The amendment requiring all club and bar owners to check the IDs of younger customers is a good one. While club and bar owners see it as a burden now they must consider potential future consequences, which could be even greater. The sponsor of the amendment apparently wants to save young potentially productive Virgin Islanders from early demise. Every year, thousands of teenager drivers lose their lives on the nation's street, roads and highways on account of driving while drunk of under the influence. In most cases, teenage passengers are involved in the accident, which makes the situation more devastating.
All lives, young and not so young are precious and we cannot afford to lose lives through actions, which can be avoided.

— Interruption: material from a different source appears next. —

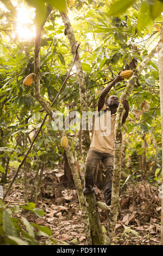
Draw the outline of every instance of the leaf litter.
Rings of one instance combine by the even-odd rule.
[[[14,170],[10,171],[10,180]],[[9,206],[24,205],[23,185],[21,180],[22,171],[16,179],[12,189],[6,198]],[[33,191],[34,177],[28,174],[28,200]],[[33,175],[33,176],[34,176]],[[37,208],[42,209],[45,215],[37,217],[32,212],[24,212],[28,221],[48,227],[53,238],[70,245],[85,245],[81,211],[77,193],[73,184],[64,182],[64,170],[58,165],[54,170],[45,169],[41,191],[37,198]],[[65,186],[65,184],[66,186]],[[4,186],[7,190],[8,184]],[[103,191],[95,186],[97,201],[104,202]],[[116,227],[115,245],[159,245],[160,242],[161,199],[157,187],[142,180],[137,185],[128,184],[123,187],[120,197],[120,209]],[[104,228],[107,228],[109,210],[98,209],[100,221]],[[22,215],[21,215],[22,216]],[[47,237],[39,238],[45,242]]]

Albeit, most of the establishments, which serve food, also serve liquor, but the amendment simply requires making a "best effort" approach to avoid underage customers from gaining access to alcoholic beverages. In addition to saving young lives, the measure could save a businessperson from paying out thousands of dollars from a lawsuit, where the cause of action attributes the demise of the underage driver to alcoholic beverage procured at a particular and specific business establishment. Some jurisdictions have codified in their statutes what is known as the Dram Shop law, which allows the proper plaintiff to bring an action for wrongful death against the owner of the facility and even the bartender who served the alcoholic beverages.
The amendment is in the best interest of the public good and should not be relegated to the archives.